Recommenders solve "out of millions of options, which 10 are most relevant for this user?". Three main approaches:

- Content-based: uses item features. The user liked action films → recommend other action films with similar attributes. Resilient to cold-start; rarely surprising. - Collaborative filtering: "users like you liked this". User-based (find similar users) or item-based (find items co-liked with what you like). Matrix factorization (SVD, ALS) is the classic. - Hybrid: the modern default. Add deep learning on top (Two-Tower models, transformer-based recommenders, sequence-aware models).

Quality isn't only accuracy. Diversity (don't trap the user in a niche), novelty, serendipity, and fairness (filter bubbles, exposure for small creators) are tracked metrics. The behavior of the entire list is judged, not a single prediction.

Analogy

A skilled bookseller. You bought a thriller; they remember. Next visit, they either suggest the new release by an author you liked (content-based), or "thriller readers like you have been into a Japanese writer lately" (collaborative). A good bookseller balances both — never the same author every time, never something completely off-target.

Real-world example

A music app's "Made for you" runs in three stages:

1. Candidate generation: out of 50M songs, fetch the 1000 nearest neighbors of the user vector via ANN (FAISS/HNSW) in milliseconds. 2. Ranking: 1000 candidates scored 0–1 by gradient boosting (or a ranking transformer) using user × song features. Top 50 selected. 3. Re-ranking: apply diversity (no two songs by the same artist back-to-back), novelty (boost unheard songs), business rules (promote new releases). Output: 30 songs.

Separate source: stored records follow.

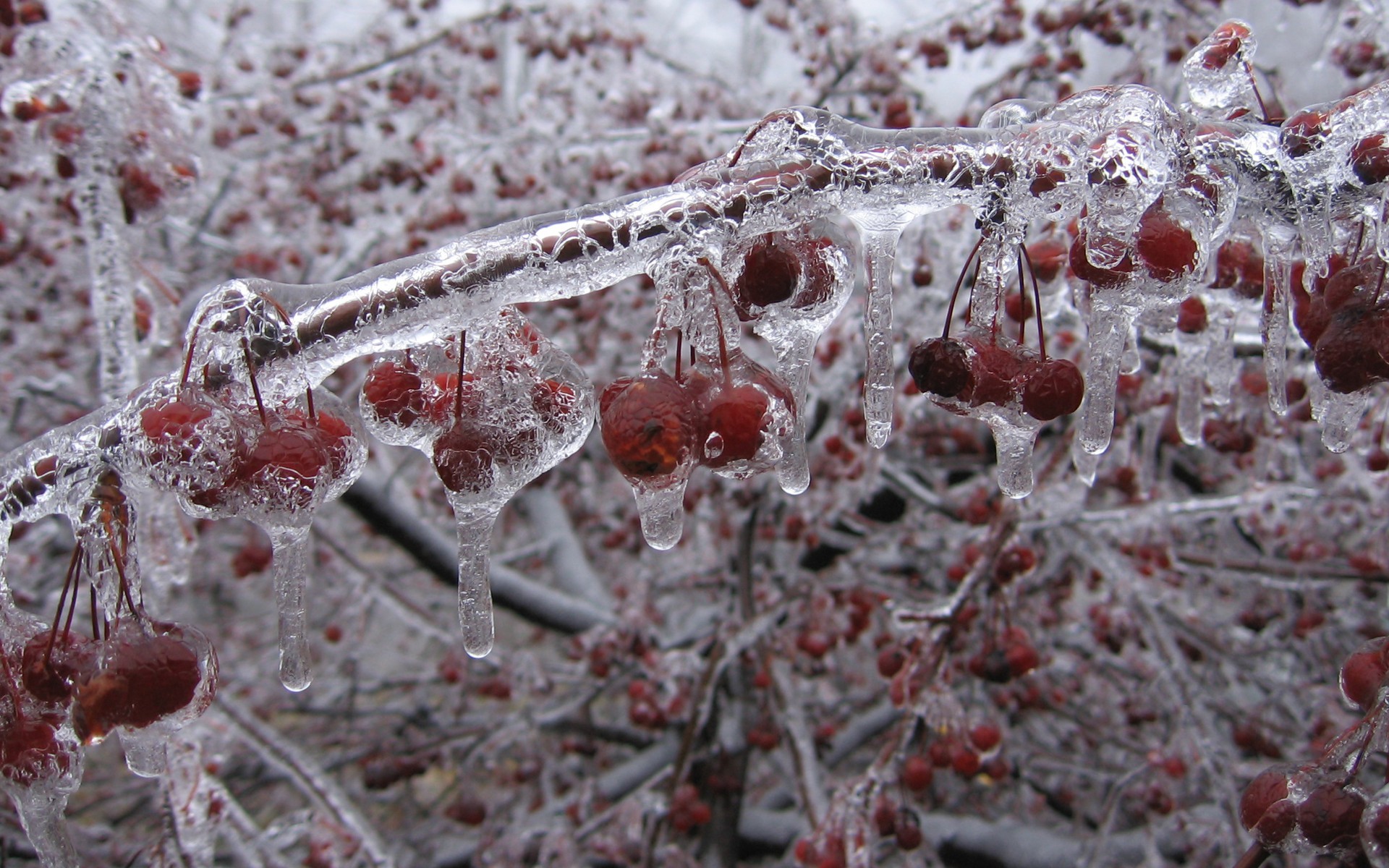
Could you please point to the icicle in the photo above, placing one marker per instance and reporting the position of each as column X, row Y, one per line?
column 1014, row 446
column 145, row 750
column 663, row 514
column 41, row 814
column 1109, row 331
column 795, row 350
column 1221, row 365
column 475, row 525
column 1339, row 418
column 880, row 250
column 291, row 550
column 1192, row 352
column 1278, row 261
column 1087, row 464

This three-stage architecture (candidates / rank / re-rank) is standard at major platforms. Training data: implicit signals (clicks, listens, skips) and explicit (likes, saves, shares).

Code examples

Implicit · ALS collaborative filteringPython

import scipy.sparse as sp
from implicit.als import AlternatingLeastSquares

# Sparse matrix: users × items, cells = interaction count
user_item = sp.csr_matrix(...)

model = AlternatingLeastSquares(
    factors=64,
    regularization=0.01,
    iterations=20,
    use_gpu=False,
)
model.fit(user_item)

# Top 10 recs for user 42
recs = model.recommend(42, user_item[42], N=10)
for item_id, score in recs:
    print(f"item {item_id}: {score:.3f}")

# Item-item similarity
similar = model.similar_items(item_id=123, N=5)

Two-Tower model (PyTorch sketch)Python

import torch
import torch.nn as nn

class TwoTower(nn.Module):
    def __init__(self, n_users, n_items, dim=64):
        super().__init__()
        self.user_emb = nn.Embedding(n_users, dim)
        self.item_emb = nn.Embedding(n_items, dim)
        self.user_mlp = nn.Sequential(nn.Linear(dim, dim), nn.ReLU(), nn.Linear(dim, dim))
        self.item_mlp = nn.Sequential(nn.Linear(dim, dim), nn.ReLU(), nn.Linear(dim, dim))

    def forward(self, user_ids, item_ids):
        u = self.user_mlp(self.user_emb(user_ids))
        i = self.item_mlp(self.item_emb(item_ids))
        return (u * i).sum(dim=-1)  # cosine or dot product

# After training, item vectors go into an ANN index;
# at runtime each user query maps to N nearest items in milliseconds.

When to use

Many items (thousands+) and you need personalization
Plenty of interaction data (clicks, watches, purchases)
Personalizing home, email, push
Cross-sell, related items, 'you might also like'

When not to use

Few items (10–50) — explicit rules are clearer and effective
Insufficient interaction data — cold-start dominates
Strict fairness/diversity requirements without baseline evaluation

Common pitfalls

Filter bubble / reinforcement

Recommending only what was previously liked traps users in narrow tastes. Diversity and serendipity metrics are necessary balances.

Cold-start

New user / new item have no history. Fall back to content features, popular items, fast onboarding to gather signal.

Optimizing offline metrics

High AUC, NDCG, MAP doesn't guarantee real clicks. Online A/B testing on CTR, conversion, retention is the only honest measure.